For those of us who lived just across the border from Tijuana, the fact the legal drinking age in Tijuana is 18 years old, made a cross-border night out an attractive option for us U.S. residents who were not able to drink legally in the States. I use to blame those early days of heavy drinking in Tijuana as to why I became an alcoholic. And with the National Institute on Alcohol Abuse and Alcoholism (NIAAA) defines Alcohol Use Disorder (AUD) as a “chronic relapsing brain disease”, hey, I was doomed. Not so said my girlfriend. She had found an online site called LifeBac that gives people all the tools to succeed starting with the medicine called Baclofen which removes or strongly suppresses cravings for alcohol in 92% of people. This is not the typical medicine for alcohol rehab. Unlike Antabuse which just makes you be like crap if you have any alcohol at all, baclofen’s action on the GABA receptors in the brain help lessen cravings and withdrawal symptoms for alcohol. Although some studies exploring the effectiveness of baclofen have come up with mixed results and it has not yet received approval by the U.S. Food & Drug Administration (FDA) as a safe and effective treatment for alcohol or drug use disorders, doctors in Europe have been using it for quite a while to curb excessive drinking. So no more excuses, sorry about that Tijuana, I have been on baclofen for 6 months. My new program uses pharmacotherapy (baclofen with titration dosaging) and psychotherapy. It’s working. My alcohol cravings are under control. Baclofen doesn’t affect the taste of alcohol or the pleasure of drinking. It simply removes the addictive components that led to overindulgence. I can now drink in moderation. I can go out clubbing with my girlfriend and thoroughly enjoy the music, have a drink or two and be satisfied. Baclofen has changed my life.

These separately developing influences would flirt over the next two decades, from the occasional Latin-flavored, electronic-assisted disco track to the more experimental synth pop of the 1980s. However, it was not until the 1990s that the explosion of electronic music truly began to offer a way to merge the traditional sounds with the power of modern music.

When house, trance, techno and electro (et al) began to dominate the world and artists truly began to use computers to compose, the cumulative effect was to revolutionize the way that music was created. The unintentional result was an increase in authentic expression — electronica had the power to accept and transform while preserving even the most idiosyncratic and traditional forms of music.

Brass, accordion, and sonorous bajo sexto, fused with electronic elements were the sounds of traditional norteño music. . With folk rhythms overlapping with modern beats these energetic compositions were at once futuristic yet heavy with nostalgia.

Fussible (Pepe Mogt) began using banda sinaloense and norteño samples in electronic compositions near the end of the decade, and amassed a collection of tambora and norteño samples to use and distribute to other artists, chiefly Bostich (Ramon Amezcua), Clorofila (Jorge Verdín) and Hiperboreal (Pedro Gabriel Beas), the current members of the collective.
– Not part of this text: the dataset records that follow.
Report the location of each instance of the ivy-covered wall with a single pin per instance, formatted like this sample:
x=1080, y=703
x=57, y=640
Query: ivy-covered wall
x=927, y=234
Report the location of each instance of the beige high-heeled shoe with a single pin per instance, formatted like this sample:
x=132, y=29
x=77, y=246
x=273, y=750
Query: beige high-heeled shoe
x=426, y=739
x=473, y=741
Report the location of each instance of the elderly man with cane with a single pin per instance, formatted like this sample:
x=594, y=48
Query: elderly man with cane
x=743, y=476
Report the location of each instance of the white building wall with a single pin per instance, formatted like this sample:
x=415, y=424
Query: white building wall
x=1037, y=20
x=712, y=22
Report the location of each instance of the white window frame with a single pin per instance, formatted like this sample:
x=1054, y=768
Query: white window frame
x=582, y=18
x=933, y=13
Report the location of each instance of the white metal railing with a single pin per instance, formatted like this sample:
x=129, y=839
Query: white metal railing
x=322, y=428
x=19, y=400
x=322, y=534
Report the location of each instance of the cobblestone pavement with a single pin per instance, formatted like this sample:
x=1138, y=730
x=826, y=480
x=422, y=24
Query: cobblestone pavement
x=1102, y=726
The “Nor-Tec Sampler” was the first fruit of these collaborations, a collection of diverse but stylistically-related sounds and beats that presented a perfect representation of the modern sound of Tijuana.

“The Tijuana Sessions” grew out of this genesis. “Volume 3” of that series was nominated for two Latin Grammy awards, and “Tijuana Sound Machine” for a Best Latin Rock/ Alternative Grammy.

Since that fateful serendipity in 1999, the Nortec has toured the world, bringing true Tijuana to Hannover for the Expo 2000, to the Elysée Montmartre, to Japan, New York, London…

The visual side of the performance is taken care of by the “Colectivo Visual” a group of designers and VJs. The film “Tijuana Makes Me Happy” reverses the equation, with a Nortec soundtrack under the thoroughly authentic visual narrative — the song itself even made it into the 2006 FIFA World Cup video game soundtrack.